Why the CMA Is So Crucial
The CMA is vital to everyone involved in a rental transaction. As a real estate agent, you need the valuation of the property to contribute valuable services like protecting your client and negotiating on their behalf. You also need the valuation to be accurate so that the landlord and tenant will both be happy with your service and recommend you to their friends, family, and associates.
What’s more, the landlord needs the CMA for many reasons. It is critical to get a realistic estimate of the income they can make from the property. In addition, the CMA can help them set a price that will allow the property to lease as quickly as possible without accepting less than it’s worth.
Finally, tenants sometimes use CMAs, too. They can use it to help them determine how much they should offer or agree to when they lease the home. They need to offer enough that they don’t miss out on renting a home they want. And they also need to avoid paying too high a price. The CMA helps them find the right offer price.
Preparing a CMA
Preparing a CMA takes time, but it also takes skills and knowledge. You likely learned this fact in real estate school. However, you may need a refresher and practical experience in creating a CMA. It starts with excellent real estate skills and an understanding of valuation. You can take the real estate agent training course called Roadmap to Success: Landlords to learn more.
Sharpen Your Real Estate Skills
Before preparing for your first CMA, your real estate skills must be honed and ready. You must develop your knowledge about valuation. Then, you need skills, including how to use real estate tools to find relevant information and craft the CMA.

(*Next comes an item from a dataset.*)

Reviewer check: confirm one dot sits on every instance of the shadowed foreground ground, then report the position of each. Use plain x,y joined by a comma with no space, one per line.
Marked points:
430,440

Finally, you need to know the specific property and what surrounds it. Only then will you see the information the landlord, tenant, and you as the realtor need. When you gain this knowledge, you are ready to delve into what it means to create a valuation.
Understand Valuation Terms
In nearly any subject, learning the vocabulary prepares you to understand the rest. Here are some words and phrases you can learn to set yourself up for CMA success.

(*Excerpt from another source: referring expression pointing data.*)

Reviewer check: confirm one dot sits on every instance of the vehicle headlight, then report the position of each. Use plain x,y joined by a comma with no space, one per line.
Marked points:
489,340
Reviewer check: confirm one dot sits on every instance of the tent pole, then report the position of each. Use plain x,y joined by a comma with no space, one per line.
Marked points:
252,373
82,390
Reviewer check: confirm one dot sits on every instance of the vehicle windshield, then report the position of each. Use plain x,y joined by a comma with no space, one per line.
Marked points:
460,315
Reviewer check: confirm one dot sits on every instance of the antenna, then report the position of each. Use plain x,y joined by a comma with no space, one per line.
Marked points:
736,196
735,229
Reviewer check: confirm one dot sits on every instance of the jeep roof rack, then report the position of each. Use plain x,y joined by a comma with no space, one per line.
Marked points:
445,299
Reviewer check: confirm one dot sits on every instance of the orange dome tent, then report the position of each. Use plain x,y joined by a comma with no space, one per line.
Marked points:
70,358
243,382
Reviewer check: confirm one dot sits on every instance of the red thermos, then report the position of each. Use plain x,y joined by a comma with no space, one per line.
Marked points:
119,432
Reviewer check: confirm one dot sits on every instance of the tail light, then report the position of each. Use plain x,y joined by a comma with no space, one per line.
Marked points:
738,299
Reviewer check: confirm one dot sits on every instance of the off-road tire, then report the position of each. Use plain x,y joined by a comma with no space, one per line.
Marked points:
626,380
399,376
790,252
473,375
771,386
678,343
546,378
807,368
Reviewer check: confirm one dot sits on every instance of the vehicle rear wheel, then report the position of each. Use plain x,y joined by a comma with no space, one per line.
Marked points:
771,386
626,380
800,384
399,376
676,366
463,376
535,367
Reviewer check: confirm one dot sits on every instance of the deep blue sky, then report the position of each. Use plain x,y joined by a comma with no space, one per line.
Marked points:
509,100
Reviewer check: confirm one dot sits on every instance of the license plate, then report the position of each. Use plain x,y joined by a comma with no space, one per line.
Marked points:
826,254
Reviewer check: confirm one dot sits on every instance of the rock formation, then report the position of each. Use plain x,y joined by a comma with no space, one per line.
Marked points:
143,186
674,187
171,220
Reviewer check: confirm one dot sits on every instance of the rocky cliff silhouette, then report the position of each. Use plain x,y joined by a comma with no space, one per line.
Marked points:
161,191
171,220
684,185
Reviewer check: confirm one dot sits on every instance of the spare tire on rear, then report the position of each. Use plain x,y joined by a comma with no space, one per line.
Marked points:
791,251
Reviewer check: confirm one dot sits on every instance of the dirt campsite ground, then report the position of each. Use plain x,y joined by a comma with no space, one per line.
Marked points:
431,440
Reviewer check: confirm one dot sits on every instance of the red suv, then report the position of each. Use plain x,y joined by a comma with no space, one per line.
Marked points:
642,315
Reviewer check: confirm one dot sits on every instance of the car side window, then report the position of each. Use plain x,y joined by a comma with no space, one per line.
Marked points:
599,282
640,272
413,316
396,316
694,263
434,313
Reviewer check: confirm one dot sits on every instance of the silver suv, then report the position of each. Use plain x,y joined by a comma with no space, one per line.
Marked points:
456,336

- Comparable – A recently rented property that is like the property the landlord is leasing.
- Competition – Another similar property is currently listed but hasn’t been rented yet.
- Adjustment – How much you add or subtract from the comparable’s rental price to get the property’s income potential.
- Price – The amount the landlord decides to market the home for, but not necessarily the market value.
- Market Value – The price the home would ordinarily rent for in a competitive market. Also called the fair market value or fair market price.
Once you understand the terms of valuing a property, you can move on to the next phase – preparing the CMA.
Creating the CMA, Part by Part
Each CMA you prepare is your own creation. CMAs can be of different lengths, styles, or designs. However, there are several things you always need to include:
- Market information
- Description of the neighborhood
- Comparables and information about them, including their pricing
- Analysis of each comparable, including any adjustments you make
- Commentary to clarify how you arrived at your figures
- A price range based on your calculations.
CMAs can also include charts, photos, or other information if it is relevant to the pricing. Remember that the most crucial thing to get right is the price range. However, to come to this range’s correct estimate, you must complete all the earlier steps carefully.
Tips for Preparing and Presenting the CMA
Lastly, here are a few tips to help you prepare and present the CMA.
- Make the CMA as brief and concise as possible without leaving out anything important.
- Don’tforget to include supporting information.
- Create a favorable impression with a professional-looking presentation folder.
- Be sure you have estimated a range of values rather than an exact price.
- Bring along an extra copy. Then, add notes while you present the CMA to the landlord.
Once the CMA is complete, you must present it to the landlord. Be sure to cover all its parts and explain them. Discuss it with the landlord and give them a chance to ask questions. Working with real estate landlords means collaborating with the landlord to help them determine the ideal price for their property. Then, you can conclude the transaction reasonably quickly and go away with another satisfied client.